Chill haze pervaded the dim chamber, emanating from a sunken area where a beige-colored cube squatted, creating its own wan illumination. Gillian could not help thinking of it as a magical box — a receptacle folded in many dimensions, containing far more than any vessel its size should rightfully hold.
She stood at a lipless balcony, masked to resemble the former owners of the box, awaiting a reply. The barredspiral symbol on its face seemed slippery to the eye, as if the emblem were slyly looking back at her with a soul far older than her own.
“Toftorph-ph parfful Fhishfingtumpti parff-ful.”
The voice was deeply resonant. If she had been a real Thennanin, those undertones would have stroked her ridge crest, provoking respectful attentiveness. Back home, the Branch Library of Earth spoke like a kindly human grandmother, infinitely experienced, patient, and wise.

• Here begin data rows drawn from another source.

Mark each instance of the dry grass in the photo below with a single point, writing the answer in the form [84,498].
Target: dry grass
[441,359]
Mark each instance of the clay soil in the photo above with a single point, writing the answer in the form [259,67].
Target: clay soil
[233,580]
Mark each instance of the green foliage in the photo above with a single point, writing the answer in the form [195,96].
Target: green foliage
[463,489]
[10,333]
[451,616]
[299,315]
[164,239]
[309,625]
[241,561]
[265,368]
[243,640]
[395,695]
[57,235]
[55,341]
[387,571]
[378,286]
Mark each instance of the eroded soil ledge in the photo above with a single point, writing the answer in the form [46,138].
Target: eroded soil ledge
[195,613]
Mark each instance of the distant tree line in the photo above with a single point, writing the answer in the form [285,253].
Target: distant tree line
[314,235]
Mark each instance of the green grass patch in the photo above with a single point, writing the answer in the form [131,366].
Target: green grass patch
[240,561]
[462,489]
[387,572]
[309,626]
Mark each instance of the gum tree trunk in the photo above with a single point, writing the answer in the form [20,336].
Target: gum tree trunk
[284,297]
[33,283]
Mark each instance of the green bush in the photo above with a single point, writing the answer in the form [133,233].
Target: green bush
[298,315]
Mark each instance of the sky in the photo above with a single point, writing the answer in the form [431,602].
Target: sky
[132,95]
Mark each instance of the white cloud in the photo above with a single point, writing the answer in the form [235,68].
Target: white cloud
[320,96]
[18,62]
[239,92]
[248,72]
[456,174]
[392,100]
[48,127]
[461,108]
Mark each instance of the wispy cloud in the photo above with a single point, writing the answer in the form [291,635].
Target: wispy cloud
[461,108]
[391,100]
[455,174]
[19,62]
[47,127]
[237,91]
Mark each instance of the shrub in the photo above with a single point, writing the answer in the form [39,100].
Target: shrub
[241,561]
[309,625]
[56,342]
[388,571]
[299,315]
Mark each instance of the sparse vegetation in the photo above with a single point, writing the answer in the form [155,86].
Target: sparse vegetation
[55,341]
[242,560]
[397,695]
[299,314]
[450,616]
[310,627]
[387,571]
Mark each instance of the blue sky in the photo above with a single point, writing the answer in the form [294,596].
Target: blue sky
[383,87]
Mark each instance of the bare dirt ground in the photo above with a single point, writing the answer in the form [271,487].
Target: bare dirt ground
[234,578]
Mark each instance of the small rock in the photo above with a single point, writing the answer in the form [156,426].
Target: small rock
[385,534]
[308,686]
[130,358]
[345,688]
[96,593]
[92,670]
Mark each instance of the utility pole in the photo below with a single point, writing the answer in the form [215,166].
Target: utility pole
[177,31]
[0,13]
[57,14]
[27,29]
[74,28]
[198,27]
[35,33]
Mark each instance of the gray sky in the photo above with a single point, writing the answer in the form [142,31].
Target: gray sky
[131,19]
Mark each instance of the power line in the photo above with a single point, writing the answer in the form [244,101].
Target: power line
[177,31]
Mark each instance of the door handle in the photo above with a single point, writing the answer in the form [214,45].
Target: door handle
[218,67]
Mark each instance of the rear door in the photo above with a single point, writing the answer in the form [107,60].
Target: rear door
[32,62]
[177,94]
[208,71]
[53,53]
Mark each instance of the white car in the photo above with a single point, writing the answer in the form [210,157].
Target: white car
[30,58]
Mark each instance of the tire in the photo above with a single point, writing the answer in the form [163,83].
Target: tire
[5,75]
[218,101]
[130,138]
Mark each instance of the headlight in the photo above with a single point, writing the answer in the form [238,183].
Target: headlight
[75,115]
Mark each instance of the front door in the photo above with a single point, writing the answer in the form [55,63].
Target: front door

“I am prepared to witness,” murmured a button in her ear, rendering the machine’s words in Anglic. “Then I will be available for consultation.”
That was the perpetual trade-off. Gillian could not simply demand information from the archive. She had to give as well.
Normally, that would pose no problem. Any Library unit assigned to a major ship of space was provided camera views of the control room and the vessel’s exterior, in order to keep a WOM record for posterity. In return, the archive offered rapid access to wisdom spanning almost two billion years of civilization, condensed from planet-scale archives of the Library Institute of the Civilization of Five Galaxies.